Maybe you really aren’t ready
For the last three years of my life, I have been very focused on figuring out what my work in this world will be. Maybe it’s been longer than that, but very specifically these last three years I have spent much of my time trying different things, taking different trainings and schools, and letting each thing lead me to the next thing, sort of searching for the right fit. In 2020, I took a yoga teacher training and when I first graduated I thought “this is it, I’m totally meant to be a yoga teacher.” And then there was this resistance when it came down to me actually teaching. I taught a couple of classes here and there, but something always felt off to me. I labeled it as not feeling ready. I always felt like I needed to know more or like I needed something else before I could start teaching yoga. I felt like I wasn’t ready.
A lot of times when I would talk to other teachers in the community, they would say the same thing. “You’re never going to feel ready, you just have to do it.” And while yes, there is immense wisdom in this line I was constantly being fed, I find myself being extremely grateful that I never fully digested it. I pondered it for sure. I spent many hours exploring what it means to have courage and to be courageous and how necessary it is to be afraid but to do it anyways. Many many hours. I guess you could even say years. Today it dawned on me that it was true. I truly wasn’t ready to step into whatever role I was pursuing. Over the years, that role has shifted from yoga teacher to prenatal yoga teacher, to mindfulness coach, to doula, and now to radical birth keeper.

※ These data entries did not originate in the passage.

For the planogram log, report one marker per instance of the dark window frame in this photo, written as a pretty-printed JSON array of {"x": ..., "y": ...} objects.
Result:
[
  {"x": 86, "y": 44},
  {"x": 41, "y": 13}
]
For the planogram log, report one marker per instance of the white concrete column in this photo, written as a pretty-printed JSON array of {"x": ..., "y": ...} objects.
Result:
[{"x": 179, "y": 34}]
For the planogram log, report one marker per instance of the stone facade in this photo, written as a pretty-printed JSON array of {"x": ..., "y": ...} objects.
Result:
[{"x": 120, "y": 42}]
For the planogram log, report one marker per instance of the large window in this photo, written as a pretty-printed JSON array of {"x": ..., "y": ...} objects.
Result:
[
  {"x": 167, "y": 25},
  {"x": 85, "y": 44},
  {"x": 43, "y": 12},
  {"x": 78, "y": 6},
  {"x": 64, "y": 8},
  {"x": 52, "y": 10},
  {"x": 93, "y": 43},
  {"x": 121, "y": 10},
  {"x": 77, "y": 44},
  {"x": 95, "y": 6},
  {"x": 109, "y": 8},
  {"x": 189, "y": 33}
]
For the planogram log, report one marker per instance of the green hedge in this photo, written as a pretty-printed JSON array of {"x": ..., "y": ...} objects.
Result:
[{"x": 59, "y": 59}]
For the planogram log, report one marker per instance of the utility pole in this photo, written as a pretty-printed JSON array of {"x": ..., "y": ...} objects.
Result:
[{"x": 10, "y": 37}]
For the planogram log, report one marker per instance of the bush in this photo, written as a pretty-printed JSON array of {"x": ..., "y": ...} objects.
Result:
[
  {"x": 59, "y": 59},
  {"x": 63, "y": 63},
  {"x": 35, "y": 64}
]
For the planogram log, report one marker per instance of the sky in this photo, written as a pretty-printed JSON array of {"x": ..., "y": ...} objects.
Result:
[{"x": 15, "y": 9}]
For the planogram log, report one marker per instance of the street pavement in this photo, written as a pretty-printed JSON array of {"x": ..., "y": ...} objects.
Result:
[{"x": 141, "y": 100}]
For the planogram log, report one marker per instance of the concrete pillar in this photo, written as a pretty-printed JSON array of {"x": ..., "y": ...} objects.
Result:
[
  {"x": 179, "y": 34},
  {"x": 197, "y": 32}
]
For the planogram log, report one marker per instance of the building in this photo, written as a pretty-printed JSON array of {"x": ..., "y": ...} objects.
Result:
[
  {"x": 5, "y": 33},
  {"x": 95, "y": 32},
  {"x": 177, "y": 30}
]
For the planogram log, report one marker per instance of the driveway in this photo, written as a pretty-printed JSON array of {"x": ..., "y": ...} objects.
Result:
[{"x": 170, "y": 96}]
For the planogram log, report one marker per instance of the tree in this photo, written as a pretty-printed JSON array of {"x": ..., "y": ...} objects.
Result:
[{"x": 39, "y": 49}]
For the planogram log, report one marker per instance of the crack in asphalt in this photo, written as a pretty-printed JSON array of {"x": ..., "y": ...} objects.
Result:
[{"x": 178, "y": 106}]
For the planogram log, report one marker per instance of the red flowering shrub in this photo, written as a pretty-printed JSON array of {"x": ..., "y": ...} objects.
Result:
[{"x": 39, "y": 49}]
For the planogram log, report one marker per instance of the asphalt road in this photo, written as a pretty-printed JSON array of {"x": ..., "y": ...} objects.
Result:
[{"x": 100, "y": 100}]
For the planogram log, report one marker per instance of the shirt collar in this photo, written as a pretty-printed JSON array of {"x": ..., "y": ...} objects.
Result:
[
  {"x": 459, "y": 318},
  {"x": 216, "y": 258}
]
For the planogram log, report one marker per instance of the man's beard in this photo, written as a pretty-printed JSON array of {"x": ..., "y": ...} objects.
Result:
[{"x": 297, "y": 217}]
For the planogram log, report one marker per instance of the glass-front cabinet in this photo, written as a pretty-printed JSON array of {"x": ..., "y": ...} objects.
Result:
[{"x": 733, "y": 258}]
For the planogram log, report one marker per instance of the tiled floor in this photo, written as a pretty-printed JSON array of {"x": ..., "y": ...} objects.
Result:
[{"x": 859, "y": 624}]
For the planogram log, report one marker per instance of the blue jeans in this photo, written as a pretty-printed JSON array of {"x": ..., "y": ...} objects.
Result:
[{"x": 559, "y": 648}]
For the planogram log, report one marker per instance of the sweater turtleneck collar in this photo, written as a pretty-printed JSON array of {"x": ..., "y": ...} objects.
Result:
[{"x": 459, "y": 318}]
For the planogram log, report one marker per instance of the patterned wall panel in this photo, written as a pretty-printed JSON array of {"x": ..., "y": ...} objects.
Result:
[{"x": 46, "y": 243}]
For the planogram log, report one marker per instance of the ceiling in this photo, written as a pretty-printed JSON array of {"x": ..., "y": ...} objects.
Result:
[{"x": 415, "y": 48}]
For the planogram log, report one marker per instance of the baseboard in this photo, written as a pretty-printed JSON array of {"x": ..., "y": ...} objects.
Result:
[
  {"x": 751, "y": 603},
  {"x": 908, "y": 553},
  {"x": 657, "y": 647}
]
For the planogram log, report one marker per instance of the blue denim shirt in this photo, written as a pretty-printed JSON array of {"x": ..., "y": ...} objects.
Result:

For years I felt this fear around my “enoughness” and my willingness to commit and dedicate my life to the work that I’ve been called to. I wasn’t ready and I wasn’t willing. And I am so grateful that I didn’t take the advice of all those people who said I would never feel ready. I was young! I *am* young and I really pride myself on being mindful and aware and in tune with the messages I receive through deep listening and deep discernment. When I felt like I didn’t have the tools or the knowledge or access to the wisdom or the confidence or the time, space, energy, organization, emotional intelligence and clarity, etc, etc, etc it was because I didn’t!
I see now that this deep feeling and deep reverence I have towards this work is and has been my guiding light. I am so grateful that I didn’t step into Birth work as a messy, half-assing, irresponsible, drama addicted 24-year old woman. Sure, that was just a mere three years ago but I cannot even articulate to you how different of a woman I am today. I am grateful to be guided to move slowly, to listen more than I speak, to observe and feel out what would sustainably work for me and what wouldn’t before I act.
Those aren’t traits that are valued in this world. We are taught and pressured to move quickly, learn quickly so that we can quickly commodify what we’ve learned, and to keep going when we’ve burnt out. We are taught to file our life into separate boxes. Don’t bring your personality and your emotions into your profession or career. Separate that. Don’t be biased. Put your beliefs and convictions to the side. Don’t be loud in what you believe in and let that drive your life and your work. Be agreeable and accessible to everyone. Don’t ask questions, don’t try to carve your own path. Do what you’re told, follow what has been laid out for you, get a good job, have a family, work 80% of your life, only enjoy 20% of it, save all of your money until you’re old and sick and exhausted so you can buy a big TV and a comfy couch where you will spend the rest of your days bitching and moaning about literally everything.
That rant was both funny and devastatingly accurate.
So you could do all those silly things that our culture and society sees as right. OR you could play with what it might be like to shift. Instead of assuming people know better than you do, what if you felt into the wisdom that you hold in your body? Maybe you don’t feel ready because you aren’t ready. And I don’t know, maybe you won’t ever feel ready and you will have to do it scared because I know that is sometimes true too. Can you tap in and ask yourself the questions that you often seek out? Can you trust yourself enough to discern fear from intuition? And maybe you can’t right now, and that’s ok. Some things take time, and practice, and love. Are you willing to take responsibility for where you’re at in your life right now?
I spent years telling myself I wasn’t committed enough, I didn’t know enough, I was too unstable to be a birth worker. This work was too much for me to handle. And there was a lot of truth in that. *AND* I totally wish I could have been so much more gentle and loving and accepting for where I was at and trusting that I would get to where I was meant to be. Because here I am now, ready and willing. I am so grateful to be exactly who I am, exactly where I am right now. Right now in this moment, I feel peace. I don’t feel this incessant need to collect, gather, seek out, and soak up all of this external information and knowledge regarding birth. I trust that I have everything I need. This is who I am and this is what I was born to be. And I am so very grateful.
Can you find gratitude for where you are? Can you trust? Can you be a bit more gentle and loving with your sweet self and this wild journey? Maybe you really aren’t ready yet. And that’s ok.